Hi.
I found this post relevant to the point I wish to get some insights on: Long server action freezes up the entire website
Similar to what is described in the post, I too have created an extremely long running SA which synchronises my DB copy of Shopify product data. It may take anywhere from 3 to 10 minutes to complete.
The concept is pretty much similar:
- Fetch a set of product IDs from DB.
- For each ID, hit Shopify API to fetch product variant information.
- Upsert the response in another DB table.
- Keep repeating for each ID until done.
- Run this script periodically using CRON jobs.
While running this, what I discovered is that after 120 seconds, I was being returned a “connection timeout” error from the server.
I ran this SA directly in the browser/postman as an API call to test and also via cURL in terminal.

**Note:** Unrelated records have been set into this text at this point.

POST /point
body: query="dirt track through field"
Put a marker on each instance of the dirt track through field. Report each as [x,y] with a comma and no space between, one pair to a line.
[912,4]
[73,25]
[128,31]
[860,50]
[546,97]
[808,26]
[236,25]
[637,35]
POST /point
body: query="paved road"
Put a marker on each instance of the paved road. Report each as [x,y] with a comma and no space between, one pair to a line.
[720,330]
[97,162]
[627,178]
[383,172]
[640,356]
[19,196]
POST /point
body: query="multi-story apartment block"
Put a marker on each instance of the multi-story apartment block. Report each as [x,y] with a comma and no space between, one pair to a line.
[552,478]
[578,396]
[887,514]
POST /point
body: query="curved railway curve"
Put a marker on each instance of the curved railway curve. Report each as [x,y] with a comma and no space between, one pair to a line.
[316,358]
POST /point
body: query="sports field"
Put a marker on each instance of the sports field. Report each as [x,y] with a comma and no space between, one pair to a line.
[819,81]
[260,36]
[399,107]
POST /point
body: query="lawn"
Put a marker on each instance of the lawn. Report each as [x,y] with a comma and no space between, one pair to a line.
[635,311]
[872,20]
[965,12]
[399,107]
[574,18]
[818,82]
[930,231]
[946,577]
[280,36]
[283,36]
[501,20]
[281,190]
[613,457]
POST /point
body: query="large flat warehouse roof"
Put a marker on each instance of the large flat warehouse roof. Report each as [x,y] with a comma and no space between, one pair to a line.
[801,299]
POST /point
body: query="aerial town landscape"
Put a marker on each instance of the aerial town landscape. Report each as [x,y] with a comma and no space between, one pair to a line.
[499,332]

After a long discussion with my hosting provider, I discovered two things:
- There is something called webserver timeout, apart from PHP’s max execution timeout setting.

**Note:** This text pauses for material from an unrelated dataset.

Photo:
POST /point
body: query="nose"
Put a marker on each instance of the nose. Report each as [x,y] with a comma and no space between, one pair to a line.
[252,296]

- An API call should not last more than 120 seconds - 2 minutes - as a recommended approach. Nothing wrong with it itself, but a long running call means blocked resource for other API calls and requests on the webserver.
- I played around with script timeout settings in Wappler SA, as well as PHP INI settings - but at the end, it was web server timeout that made the difference.
So here’s what I would like from the team and community to help me with:
- Has anyone had any experience with running long scripts in PHP via cron job or API call with Wappler or otherwise? What do you recommend?
- Is there any way to run a SA PHP file directly from terminal, without having to use cURL? SA provides an extremely easy and secure way of building out complex stuff. So I wish to use SA to build my set of tasks and not use core PHP.
- Is there any other way to handle the task of synchronizing data from a 3rd party API (like Shopify) into my own DB other than long running PHP script? I have though about breaking it into batches, but could not figure out a Wappler-based way of doing it.
Using PHP & Wappler are constants - I would not go around this unless the other method is extremely rewarding.